She Took My Shoveled Space

Nemo brought out the best in me — until I came home at 3 a.m. to find another car in the spot I spent four hours shoveling.

In communities throughout New Haven, neighbors have been out in force being, well, neighborly since the historic snowstorm that buried the city last weekend. Those who could took care of those who couldn’t. Folks were introducing themselves to people who’d lived a house or two away for years.

I live in the yellow house over there,” said a woman who’d approached me about borrowing my shovel. With the assistance of others, we got her walkway shoveled. A few minutes later, she brought us bagels.

We’ve all seen flocks of birds that seem to turn en masse simultaneously. All of them. In unison. As soon as the owner of a buried car plunged his or her shovel into the tremendous pile of snow, the same fascinating phenomenon would occur.
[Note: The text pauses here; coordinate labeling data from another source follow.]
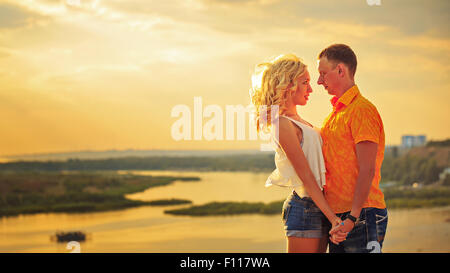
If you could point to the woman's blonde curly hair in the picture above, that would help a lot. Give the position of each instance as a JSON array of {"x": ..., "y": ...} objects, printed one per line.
[{"x": 272, "y": 83}]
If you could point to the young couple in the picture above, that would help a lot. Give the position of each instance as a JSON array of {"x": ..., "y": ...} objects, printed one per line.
[{"x": 334, "y": 171}]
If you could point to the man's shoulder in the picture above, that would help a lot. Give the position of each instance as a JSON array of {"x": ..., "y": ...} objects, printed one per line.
[{"x": 361, "y": 103}]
The shovel-wielding flock would fly right over to help, as if some electromagnetic communication or even thought transference” had been involved.

I was up a bit earlier than most last Saturday morning. The man who has the snow removal contract for my condominium complex hadn’t touched it. As it turned out, we wouldn’t see him for days.

My neighbor Mike and I had about an hour’s worth of shoveling before we could even get to our cars. As the morning went on, others emerged and with looks of disbelief, dug in as well.

I think awesomeness of the storm kept me distracted enough to prevent me from becoming pissed off at having to spend all morning shoveling. Four hours later, my back was aching, but I’d cleared a walking path around my SUV. I was physically drained but somehow satisfied.

My friend’s brood of little ones were busy building an igloo, and neighborhood dogs were having the time of their life. My spirits were up. I showered and helped a few others on the block before escaping to work behind a monstrous payloader.

Before leaving, I joked with Mike about what we’d do if someone parked in the spaces we’d struggled for hours to clear.

They’d better not,” Mike said.

No one could be that cruel,” said Karen.

Chachi piped up, It’s an unwritten law. You shovel it – you own it”.

I spent 17 hours at work, some of them dry in an underground Emergency Operations Center, but mostly, I was driving officers to calls around New Haven. (The NHPD has very few 4WD vehicles, so officers were trudging through waist deep snow for blocks to help people). It was an
exhausting day for me, and I can only imagine worse for the many officers, firefighters, EMTs, public works and parks department staffers who’d put in around the clock hours.

I was dreading Sunday, when I knew the hours would be as long, and this time with just a few hours of sleep in between.

Psychologically, snow may affect people who have Seasonal Affective Disorder (SAD). Studies have shown that during snowstorms people tend
to be affected by the darkness and can not produce enough serotonin to counteract the feelings of depression. Other studies discuss ions in the weather. If there are positive ions in the atmosphere, people become cranky.

I was OK. Those studies didn’t apply to me.

That is until, at just before 3 a.m., I forged down my street and spotted some other car in the spot I’d cleared.

Nemo had brought out the best in me all day. In one moment, that would disappear.

I was boiling with anger as I tried to find a spot to park, finally settling for one blocks away. But instead of just cursing the situation in my mind, I sank to a deplorable low. I went inside and got on the computer. In the largest font size I could find, I wrote a profane two-word greeting to the car’s owner, followed by a one-sentence, slightly less profane explanation. With scotch tape in hand, I returned to the car and posted my feelings on the windows.

The next day, the car was gone, and I had an awful feeling in the pit of my stomach. I was bothered all day by what I’d done.

When I returned home, there was a note left for me. It was stern but kind. The woman who wrote it (Ann) offered to give me four hours of her time if I’d accept her help, while scolding me for the use of profanity.

Ann, I can’t undo what I’ve done, and apologize sincerely for leaving the note. The good deeds done by my neighbors all day were punctuated by my bad deed, and I’m sick over it. That’s not me.

I’ve kept your note as a reminder and am a better person for having it.